Maratha quotas: Bombay High Court refuses to grant interim stay on Maharashtra’s new legislation
However, the bench agreed to hear all petitions against the reservations in detail on December 10.
The Bombay High Court on Wednesday refused to grant an interim stay on the Maharashtra government’s legislation providing reservation to the Maratha community in jobs and education. However, the bench of Chief Justice Naresh Patil and Justice MS Karnik agreed to hear all petitions against the move in detail on December 10, PTI reported.
Advocate Gunaratan Sadavarte had filed a plea in November alleging that the Maharashtra government’s move to grant 16% reservation to the Maratha community in jobs and education is in contravention of a Supreme Court directive that quotas on the basis of caste should not exceed 50% of the total seats.
Advocate VA Thorat, representing the Devendra Fadnavis-led government, said that the petitioner cannot seek a stay order on the legislation through a public interest litigation.

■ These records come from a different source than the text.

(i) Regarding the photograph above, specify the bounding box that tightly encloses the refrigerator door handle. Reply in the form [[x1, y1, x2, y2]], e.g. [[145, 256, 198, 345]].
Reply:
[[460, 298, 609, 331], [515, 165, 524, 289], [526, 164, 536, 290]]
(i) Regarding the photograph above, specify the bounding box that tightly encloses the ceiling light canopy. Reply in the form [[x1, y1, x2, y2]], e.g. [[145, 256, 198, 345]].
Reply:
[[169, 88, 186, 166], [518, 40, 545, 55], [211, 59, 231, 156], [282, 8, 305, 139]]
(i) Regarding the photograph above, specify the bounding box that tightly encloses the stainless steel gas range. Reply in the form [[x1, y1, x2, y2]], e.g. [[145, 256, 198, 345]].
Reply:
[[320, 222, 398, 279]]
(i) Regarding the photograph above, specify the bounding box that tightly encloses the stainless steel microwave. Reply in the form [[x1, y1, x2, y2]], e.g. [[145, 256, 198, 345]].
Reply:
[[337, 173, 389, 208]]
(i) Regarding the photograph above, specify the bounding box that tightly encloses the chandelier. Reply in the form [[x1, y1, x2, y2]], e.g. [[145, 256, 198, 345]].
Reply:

Thorat argued that most of the petitions pending in the Bombay High Court opposed reservations for the Maratha community on the basis of a 2014 law, which had now been scrapped. He said the Maharashtra Assembly has ratified the new Maratha Reservation Act instead. “The new legislation takes care of all legal grievances that existed in the 2014 act,” the advocate claimed.
On November 27, Fadnavis had said the quota for the Maratha community will be independent of the existing 52% reservation system in the state. The Assembly passed the legislation on November 29.